Fear and Risk

Hypothesis: fear saturates. You can only get so scared. Your level of fear in a high-stakes situation will be very close to what you felt on an earlier lower-stakes day.

(I think it’s pretty obvious that, having been in a high-stakes situation, your idea of fear tends to re-calibrate so subsequent lower-stakes moments will be a lot less scary.)

Key implication: if you’re scared pantsless you may falsely assume there’s more at risk. I would add the opposite is also true, if you aren’t scared you may falsely assume there isn’t much at risk.

In other words, you should judge risk by rational metrics, not by instinct.

Case in point: people tends to view skydiving as absurdly dangerous and scuba diving as pretty safe. Having been skydiving and done a fair bit of scuba diving, this is only true at the most elementary level of either. Skydiving gear is pretty simple and reliable, whereas underwater you can easily kill yourself by forgetting to breathe out. (and then there are rebreathers, the diver’s answer to wingsuits…)
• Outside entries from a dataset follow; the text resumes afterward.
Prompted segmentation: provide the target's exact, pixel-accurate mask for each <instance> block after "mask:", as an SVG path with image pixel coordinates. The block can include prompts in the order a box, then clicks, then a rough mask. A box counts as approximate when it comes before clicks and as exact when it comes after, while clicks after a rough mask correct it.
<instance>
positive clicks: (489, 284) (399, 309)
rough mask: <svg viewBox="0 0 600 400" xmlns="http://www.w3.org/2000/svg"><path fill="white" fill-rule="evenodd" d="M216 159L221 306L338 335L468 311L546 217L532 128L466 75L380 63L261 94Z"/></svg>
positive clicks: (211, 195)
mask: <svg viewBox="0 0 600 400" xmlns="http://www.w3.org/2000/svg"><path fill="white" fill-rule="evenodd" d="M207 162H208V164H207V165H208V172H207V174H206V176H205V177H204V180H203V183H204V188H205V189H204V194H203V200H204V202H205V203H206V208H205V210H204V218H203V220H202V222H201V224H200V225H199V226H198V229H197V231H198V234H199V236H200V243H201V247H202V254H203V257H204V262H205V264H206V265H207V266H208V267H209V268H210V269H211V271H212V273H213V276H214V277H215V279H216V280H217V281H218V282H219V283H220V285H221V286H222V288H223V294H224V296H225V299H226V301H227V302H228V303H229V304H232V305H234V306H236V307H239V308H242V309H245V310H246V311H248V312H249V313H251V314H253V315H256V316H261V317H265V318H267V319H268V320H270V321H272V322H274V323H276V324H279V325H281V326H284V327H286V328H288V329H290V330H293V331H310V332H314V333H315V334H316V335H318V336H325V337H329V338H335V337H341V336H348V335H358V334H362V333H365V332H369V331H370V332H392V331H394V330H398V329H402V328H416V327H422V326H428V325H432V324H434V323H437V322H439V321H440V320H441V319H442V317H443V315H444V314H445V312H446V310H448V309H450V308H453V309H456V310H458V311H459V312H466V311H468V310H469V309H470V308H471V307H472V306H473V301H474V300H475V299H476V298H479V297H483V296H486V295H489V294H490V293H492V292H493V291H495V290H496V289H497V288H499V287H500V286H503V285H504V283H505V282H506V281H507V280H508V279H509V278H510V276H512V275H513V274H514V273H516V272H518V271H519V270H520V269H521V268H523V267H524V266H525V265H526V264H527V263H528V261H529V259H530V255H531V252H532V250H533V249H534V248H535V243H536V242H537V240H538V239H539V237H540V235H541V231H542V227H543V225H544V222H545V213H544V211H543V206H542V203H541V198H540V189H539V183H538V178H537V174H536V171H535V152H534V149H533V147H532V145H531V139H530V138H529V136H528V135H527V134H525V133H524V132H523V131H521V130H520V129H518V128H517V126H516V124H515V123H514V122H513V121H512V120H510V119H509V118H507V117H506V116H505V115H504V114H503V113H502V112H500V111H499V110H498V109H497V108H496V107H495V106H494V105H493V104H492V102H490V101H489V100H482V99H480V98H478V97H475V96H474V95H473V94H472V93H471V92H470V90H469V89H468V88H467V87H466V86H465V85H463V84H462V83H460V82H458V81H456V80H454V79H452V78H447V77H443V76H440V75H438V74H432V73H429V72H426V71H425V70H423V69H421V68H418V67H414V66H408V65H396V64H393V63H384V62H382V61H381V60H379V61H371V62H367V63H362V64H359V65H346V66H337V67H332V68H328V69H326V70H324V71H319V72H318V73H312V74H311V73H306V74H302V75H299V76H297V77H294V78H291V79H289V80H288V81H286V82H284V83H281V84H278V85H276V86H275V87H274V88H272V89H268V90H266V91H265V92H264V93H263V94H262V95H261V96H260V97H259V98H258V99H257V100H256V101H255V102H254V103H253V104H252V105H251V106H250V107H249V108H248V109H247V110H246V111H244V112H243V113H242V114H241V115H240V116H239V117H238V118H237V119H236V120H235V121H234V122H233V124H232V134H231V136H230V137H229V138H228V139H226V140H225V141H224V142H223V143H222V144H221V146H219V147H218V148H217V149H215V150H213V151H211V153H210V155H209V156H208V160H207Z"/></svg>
Also, I said yesterday that “Operation Trust” was worth studying without providing any references, oops. As well as what’s on the Web, I would highly recommend getting a copy of Mitrokhin & Andrews’ “The Sword and the Shield: the Mitrokhin Archive.”

I’ve recommended this book several times before. While it’s deeply flawed in certain respects, it is to my knowledge the most comprehensive catalog of advanced social engineering attacks ever sold to the public.

Yes, it’s a dense read. One idea: actively try to come up with defenses or responses for each tactic as you read about them.

https://www.schneier.com/blog/archives/2012/08/fear_and_how_it.html

“The screaming fear in your stomach before you give a speech to 12 kids in the fifth grade is precisely the same fear a presidential candidate feels before the final debate. The fight-or-flight reflex that speeds up your heart when you’re about to get a speeding ticket you don’t deserve isn’t very different than the chemical reaction in the brain of an accused (but innocent) murder suspect when the jury walks in.

Bigger stakes can’t lead to more fear.

And, in an interesting glitch, more fear often tricks us into thinking we’re dealing with bigger stakes.”